Of course, this seems to have removed something critical from the Republican Party’s central nervous system, causing them to careen immediately into Know-Nothing Tea Party lunacy. But this only reinforced the cleavage between the two parties: one, a governing party, the other a party of permanent opposition.

What’s screwing up the works is that the opposition party has achieved an electoral lock on the House of Representatives, which means that the governing party isn’t permitted to govern even as it attempts to do so by taking in the interests of the wealthy, the small business community, and Wall Street.

This is one reason why I dislike the neo-liberal epithet that Atkins uses to describe this process. I think the term is poorly understood and means too many different things to different people. But, more than that, it doesn’t take into account that a party that seeks to run this big country of ours with basically less than no assistance from their political opponents has to be a Big Tent party. If the other side were reliably representing the views of the big brokerage houses and the agricultural and other big businesses, and if it were bringing the Chamber of Commerce’s positions to the table, then the Democrats could simply negotiate with the working people’s interests in mind. But, what’s actually happening is that the Republicans aren’t a broker for anyone, so the Democrats have to do all the work themselves. Now we’re the party that passes the budget and appropriates the money in John Boehner’s House and Mitch McConnell’s Senate. We’re the party that paves the roads and pays the bills on time. We’re the party that saves the Export-Import Bank, etc.

Money certainly contributes to this problem and corrupts our system, but the simple insanity of the other side and their refusal and inability to govern makes it necessary for our side to be the grownups.

In other words, for reasons of both money and votes, the Democrats can’t just be the workers’ party. But workers’ interests aren’t the only interests that have legitimacy. The Democrats aren’t being insufficiently populist simply because they’re chasing big money.

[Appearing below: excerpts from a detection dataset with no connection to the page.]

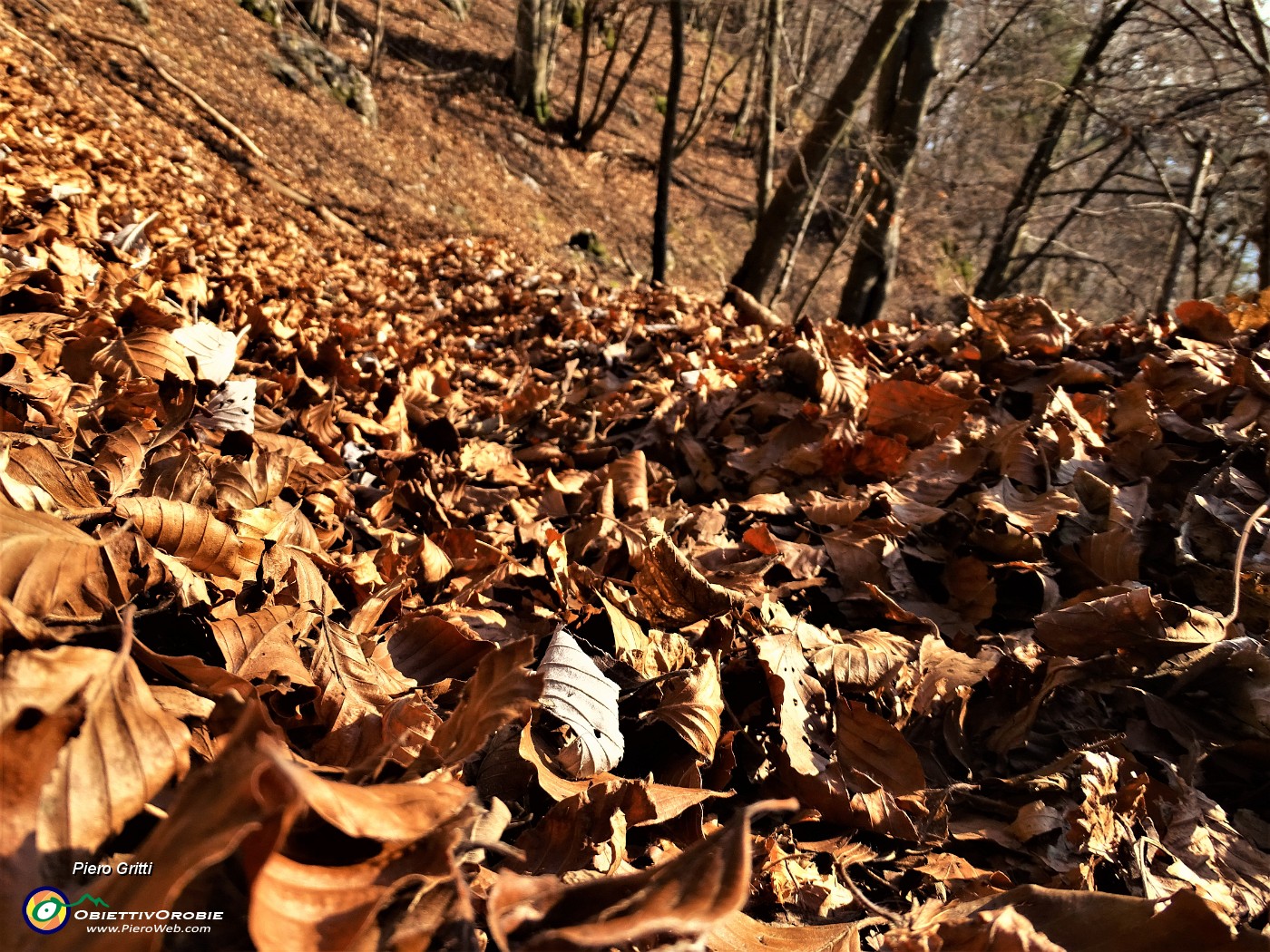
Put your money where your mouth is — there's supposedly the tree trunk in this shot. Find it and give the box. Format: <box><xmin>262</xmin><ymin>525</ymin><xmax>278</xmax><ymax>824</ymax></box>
<box><xmin>731</xmin><ymin>0</ymin><xmax>917</xmax><ymax>299</ymax></box>
<box><xmin>367</xmin><ymin>0</ymin><xmax>387</xmax><ymax>80</ymax></box>
<box><xmin>838</xmin><ymin>0</ymin><xmax>949</xmax><ymax>326</ymax></box>
<box><xmin>755</xmin><ymin>0</ymin><xmax>785</xmax><ymax>219</ymax></box>
<box><xmin>731</xmin><ymin>0</ymin><xmax>763</xmax><ymax>139</ymax></box>
<box><xmin>1156</xmin><ymin>141</ymin><xmax>1213</xmax><ymax>314</ymax></box>
<box><xmin>653</xmin><ymin>0</ymin><xmax>685</xmax><ymax>283</ymax></box>
<box><xmin>572</xmin><ymin>6</ymin><xmax>658</xmax><ymax>149</ymax></box>
<box><xmin>512</xmin><ymin>0</ymin><xmax>564</xmax><ymax>123</ymax></box>
<box><xmin>565</xmin><ymin>0</ymin><xmax>594</xmax><ymax>140</ymax></box>
<box><xmin>974</xmin><ymin>0</ymin><xmax>1139</xmax><ymax>299</ymax></box>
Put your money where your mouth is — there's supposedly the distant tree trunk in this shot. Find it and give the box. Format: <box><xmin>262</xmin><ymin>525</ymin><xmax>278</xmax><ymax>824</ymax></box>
<box><xmin>838</xmin><ymin>0</ymin><xmax>949</xmax><ymax>327</ymax></box>
<box><xmin>731</xmin><ymin>0</ymin><xmax>917</xmax><ymax>299</ymax></box>
<box><xmin>512</xmin><ymin>0</ymin><xmax>564</xmax><ymax>123</ymax></box>
<box><xmin>1156</xmin><ymin>140</ymin><xmax>1213</xmax><ymax>314</ymax></box>
<box><xmin>367</xmin><ymin>0</ymin><xmax>387</xmax><ymax>80</ymax></box>
<box><xmin>653</xmin><ymin>0</ymin><xmax>685</xmax><ymax>283</ymax></box>
<box><xmin>974</xmin><ymin>0</ymin><xmax>1139</xmax><ymax>299</ymax></box>
<box><xmin>756</xmin><ymin>0</ymin><xmax>785</xmax><ymax>217</ymax></box>
<box><xmin>572</xmin><ymin>6</ymin><xmax>658</xmax><ymax>149</ymax></box>
<box><xmin>1244</xmin><ymin>0</ymin><xmax>1270</xmax><ymax>289</ymax></box>
<box><xmin>565</xmin><ymin>0</ymin><xmax>599</xmax><ymax>140</ymax></box>
<box><xmin>674</xmin><ymin>9</ymin><xmax>739</xmax><ymax>159</ymax></box>
<box><xmin>731</xmin><ymin>0</ymin><xmax>763</xmax><ymax>139</ymax></box>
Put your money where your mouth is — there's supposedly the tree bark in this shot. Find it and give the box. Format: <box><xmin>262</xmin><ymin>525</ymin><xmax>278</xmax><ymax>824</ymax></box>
<box><xmin>367</xmin><ymin>0</ymin><xmax>387</xmax><ymax>80</ymax></box>
<box><xmin>974</xmin><ymin>0</ymin><xmax>1139</xmax><ymax>299</ymax></box>
<box><xmin>731</xmin><ymin>0</ymin><xmax>917</xmax><ymax>299</ymax></box>
<box><xmin>838</xmin><ymin>0</ymin><xmax>949</xmax><ymax>326</ymax></box>
<box><xmin>653</xmin><ymin>0</ymin><xmax>685</xmax><ymax>283</ymax></box>
<box><xmin>572</xmin><ymin>6</ymin><xmax>658</xmax><ymax>149</ymax></box>
<box><xmin>512</xmin><ymin>0</ymin><xmax>564</xmax><ymax>123</ymax></box>
<box><xmin>1156</xmin><ymin>141</ymin><xmax>1213</xmax><ymax>314</ymax></box>
<box><xmin>755</xmin><ymin>0</ymin><xmax>785</xmax><ymax>217</ymax></box>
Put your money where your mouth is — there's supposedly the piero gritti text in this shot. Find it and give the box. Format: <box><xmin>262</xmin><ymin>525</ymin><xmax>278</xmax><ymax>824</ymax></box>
<box><xmin>71</xmin><ymin>863</ymin><xmax>155</xmax><ymax>876</ymax></box>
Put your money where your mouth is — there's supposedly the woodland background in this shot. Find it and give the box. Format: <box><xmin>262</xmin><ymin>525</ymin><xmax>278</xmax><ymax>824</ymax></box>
<box><xmin>0</xmin><ymin>0</ymin><xmax>1270</xmax><ymax>952</ymax></box>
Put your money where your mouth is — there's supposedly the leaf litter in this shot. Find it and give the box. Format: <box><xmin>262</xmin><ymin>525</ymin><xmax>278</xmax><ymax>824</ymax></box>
<box><xmin>0</xmin><ymin>29</ymin><xmax>1270</xmax><ymax>952</ymax></box>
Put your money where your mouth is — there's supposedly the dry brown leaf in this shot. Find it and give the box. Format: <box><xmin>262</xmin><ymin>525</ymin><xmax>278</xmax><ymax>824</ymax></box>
<box><xmin>419</xmin><ymin>638</ymin><xmax>545</xmax><ymax>769</ymax></box>
<box><xmin>114</xmin><ymin>496</ymin><xmax>264</xmax><ymax>578</ymax></box>
<box><xmin>635</xmin><ymin>533</ymin><xmax>744</xmax><ymax>626</ymax></box>
<box><xmin>833</xmin><ymin>699</ymin><xmax>926</xmax><ymax>796</ymax></box>
<box><xmin>23</xmin><ymin>638</ymin><xmax>190</xmax><ymax>863</ymax></box>
<box><xmin>93</xmin><ymin>327</ymin><xmax>194</xmax><ymax>381</ymax></box>
<box><xmin>488</xmin><ymin>801</ymin><xmax>794</xmax><ymax>952</ymax></box>
<box><xmin>648</xmin><ymin>656</ymin><xmax>724</xmax><ymax>763</ymax></box>
<box><xmin>0</xmin><ymin>500</ymin><xmax>164</xmax><ymax>622</ymax></box>
<box><xmin>539</xmin><ymin>628</ymin><xmax>626</xmax><ymax>777</ymax></box>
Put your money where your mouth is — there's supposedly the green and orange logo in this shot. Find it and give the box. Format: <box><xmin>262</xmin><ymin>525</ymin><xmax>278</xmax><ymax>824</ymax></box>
<box><xmin>22</xmin><ymin>886</ymin><xmax>111</xmax><ymax>934</ymax></box>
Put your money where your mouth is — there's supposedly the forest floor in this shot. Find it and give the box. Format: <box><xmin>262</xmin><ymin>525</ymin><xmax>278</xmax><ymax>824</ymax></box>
<box><xmin>0</xmin><ymin>6</ymin><xmax>1270</xmax><ymax>952</ymax></box>
<box><xmin>6</xmin><ymin>0</ymin><xmax>772</xmax><ymax>291</ymax></box>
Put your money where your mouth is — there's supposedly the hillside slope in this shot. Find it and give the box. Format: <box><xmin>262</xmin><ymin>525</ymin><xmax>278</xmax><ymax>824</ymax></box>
<box><xmin>6</xmin><ymin>0</ymin><xmax>752</xmax><ymax>289</ymax></box>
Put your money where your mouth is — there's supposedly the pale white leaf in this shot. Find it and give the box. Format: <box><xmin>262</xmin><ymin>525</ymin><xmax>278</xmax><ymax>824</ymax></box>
<box><xmin>198</xmin><ymin>380</ymin><xmax>255</xmax><ymax>432</ymax></box>
<box><xmin>539</xmin><ymin>628</ymin><xmax>625</xmax><ymax>777</ymax></box>
<box><xmin>171</xmin><ymin>321</ymin><xmax>239</xmax><ymax>385</ymax></box>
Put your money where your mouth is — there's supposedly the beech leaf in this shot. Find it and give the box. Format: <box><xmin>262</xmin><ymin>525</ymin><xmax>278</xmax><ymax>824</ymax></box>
<box><xmin>539</xmin><ymin>628</ymin><xmax>626</xmax><ymax>777</ymax></box>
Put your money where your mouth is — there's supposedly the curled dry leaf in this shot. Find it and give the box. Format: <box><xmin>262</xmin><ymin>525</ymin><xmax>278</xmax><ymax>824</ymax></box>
<box><xmin>0</xmin><ymin>500</ymin><xmax>164</xmax><ymax>622</ymax></box>
<box><xmin>93</xmin><ymin>327</ymin><xmax>194</xmax><ymax>381</ymax></box>
<box><xmin>833</xmin><ymin>699</ymin><xmax>926</xmax><ymax>796</ymax></box>
<box><xmin>648</xmin><ymin>656</ymin><xmax>724</xmax><ymax>763</ymax></box>
<box><xmin>17</xmin><ymin>640</ymin><xmax>190</xmax><ymax>862</ymax></box>
<box><xmin>539</xmin><ymin>628</ymin><xmax>626</xmax><ymax>777</ymax></box>
<box><xmin>420</xmin><ymin>638</ymin><xmax>541</xmax><ymax>769</ymax></box>
<box><xmin>635</xmin><ymin>533</ymin><xmax>744</xmax><ymax>626</ymax></box>
<box><xmin>194</xmin><ymin>380</ymin><xmax>255</xmax><ymax>432</ymax></box>
<box><xmin>114</xmin><ymin>496</ymin><xmax>264</xmax><ymax>578</ymax></box>
<box><xmin>488</xmin><ymin>801</ymin><xmax>796</xmax><ymax>952</ymax></box>
<box><xmin>1036</xmin><ymin>587</ymin><xmax>1226</xmax><ymax>657</ymax></box>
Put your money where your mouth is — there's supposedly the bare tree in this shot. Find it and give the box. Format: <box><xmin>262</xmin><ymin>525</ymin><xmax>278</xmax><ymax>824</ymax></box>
<box><xmin>512</xmin><ymin>0</ymin><xmax>564</xmax><ymax>123</ymax></box>
<box><xmin>653</xmin><ymin>0</ymin><xmax>685</xmax><ymax>282</ymax></box>
<box><xmin>838</xmin><ymin>0</ymin><xmax>949</xmax><ymax>326</ymax></box>
<box><xmin>974</xmin><ymin>0</ymin><xmax>1140</xmax><ymax>298</ymax></box>
<box><xmin>731</xmin><ymin>0</ymin><xmax>917</xmax><ymax>298</ymax></box>
<box><xmin>565</xmin><ymin>3</ymin><xmax>659</xmax><ymax>149</ymax></box>
<box><xmin>755</xmin><ymin>0</ymin><xmax>785</xmax><ymax>219</ymax></box>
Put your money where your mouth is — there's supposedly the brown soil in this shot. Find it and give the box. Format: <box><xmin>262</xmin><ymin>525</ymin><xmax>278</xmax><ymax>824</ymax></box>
<box><xmin>6</xmin><ymin>0</ymin><xmax>752</xmax><ymax>291</ymax></box>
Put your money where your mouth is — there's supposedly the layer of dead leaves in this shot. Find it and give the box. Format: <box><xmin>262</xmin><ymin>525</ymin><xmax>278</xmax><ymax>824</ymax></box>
<box><xmin>0</xmin><ymin>35</ymin><xmax>1270</xmax><ymax>951</ymax></box>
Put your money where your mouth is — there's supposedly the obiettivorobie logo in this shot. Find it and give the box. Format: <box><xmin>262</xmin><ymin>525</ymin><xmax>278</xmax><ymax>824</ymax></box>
<box><xmin>22</xmin><ymin>886</ymin><xmax>111</xmax><ymax>934</ymax></box>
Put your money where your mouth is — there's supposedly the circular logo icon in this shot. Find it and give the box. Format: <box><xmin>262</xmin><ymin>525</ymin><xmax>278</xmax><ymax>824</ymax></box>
<box><xmin>22</xmin><ymin>886</ymin><xmax>70</xmax><ymax>932</ymax></box>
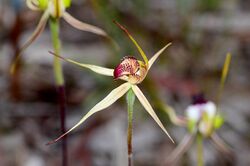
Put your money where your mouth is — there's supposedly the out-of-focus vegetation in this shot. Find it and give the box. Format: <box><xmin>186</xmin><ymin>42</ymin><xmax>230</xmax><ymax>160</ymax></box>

They’re actually trying to fill a breach created when the Republicans abandoned their posts.

One of the prices of this is that the branding of the two parties becomes badly blurred. Leftists see the Democrats as neoliberal sell-outs, while they also become responsible for everything the government does, good and bad. And since the government can only limp along in this crippled state, it’s not too popular to be responsible for their work product.

This is why the Republicans can run the Congress so badly that people hate the federal government with a seething passion, and then win reelection in a landslide on the momentum of the anti-government feeling that they created through their obstruction and ineptitude.

Here’s how Atkins describes this result:

What they don’t like is the comfortable neoliberal “center” in which everyone is supposed to get along with a smiling corporatist agenda, letting the rich use the market to run rampant over the middle class while smoothing out the sharpest edges at the very bottom. That makes almost everyone angry.

This is about how the work product is perceived, and he’s right that the Democrats haven’t figured out how to explain the merits of what they’re doing, particularly when compared to what would happen if they gave up on representing everyone and reverted to being a party of just the left.

As a political matter, what Atkins is saying is that the middle class “wants free stuff, too” and that a successful party will figure this out and adjust their message accordingly. It’s good advice, but it isn’t so simple to implement for the simple reason that the Democrats are too busy trying to keep the lights on to do much else.

They should get credit for keeping the federal government afloat when the opposition is desperately trying to drown it in a bathtub, but they won’t get that credit because they have to be all things to all people and that prevents them from branding themselves as any one thing.

Still, where the rubber meets the road is in addressing the economic and cultural anxiety of the white middle class. If the Democrats can’t do a better job of that, and of selling that, they won’t win back the House and our government will remain crippled for the foreseeable future.

So, Atkins is basically correct.

It’s just easier said than done, that’s all.